Topic: Job Performance, Motivation
Publication: Human Performance
Article: Failure avoidance motivation in a goal-setting situation.
Author: S.R. Heimerdinger, V.B. Hinsz
Featured by: Benjamin Granger

Although it is known that employees who set specific and difficult goals tend to outperform those who set broad and relatively easy goals, different employees have differing motivational mindsets when they set their goals. Some employees are motivated to learn and master skills. Others are motivated to demonstrate their competence to others. (“Those darn showoffs!”) Interestingly, though, some employees  are motivated, not by accomplishments, but to simply avoid failing. In other words, when some employees set personal goals, they are focused on NOT FAILING as opposed to succeeding (e.g., “My goal is to NOT completely bomb this presentation!”).

This is known as failure avoidance motivation and despite being such an intriguing concept, it is somewhat unclear how it relates to performance. So the question is: Are employees who set failure avoidance goals good performers?  Or are these failure avoidance goals detrimental to performance? Heimerdinger and Hinsz (2008) investigated how and why failure avoidance motivation relates to performance. The authors found that the motivation to avoid failure leads to a number of negative consequences.

Specifically, Heimerdinger and Hinsz found the individuals who are motivated to avoid failure tend to have less confidence in their ability (i.e., lower self-efficacy) and are also less likely to persist in the face of obstacles or difficulties (i.e., lower goal commitment). Most importantly, they tend to be poor performers.
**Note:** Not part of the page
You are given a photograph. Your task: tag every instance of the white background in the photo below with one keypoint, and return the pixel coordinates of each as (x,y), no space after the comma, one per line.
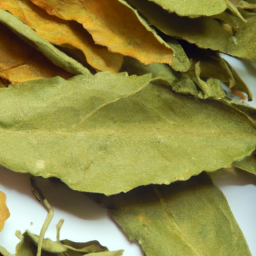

The best performers in Heimerdinger and Hinsz’s study were those who set high goals for themselves and were highly committed to those goals. And none of these were attributes of individuals motivated to simply avoid failure.

Since many organizations utilize goal-setting strategies to improve their employees’ performance, these findings are noteworthy to say the least. They suggest that managers should identify employees  motivated to avoid failure and help guide them through the goal-setting process. Specifically, managers can focus on increasing their self-efficacy and commitment to their goals. These simple steps may help turn a poor performer into a more productive and valued employees.

Heimerdinger, S.R., & Hinsz, V.B. (2008). Failure avoidance motivation in a goal-setting Situation. Human Performance, 21(4), 383-395.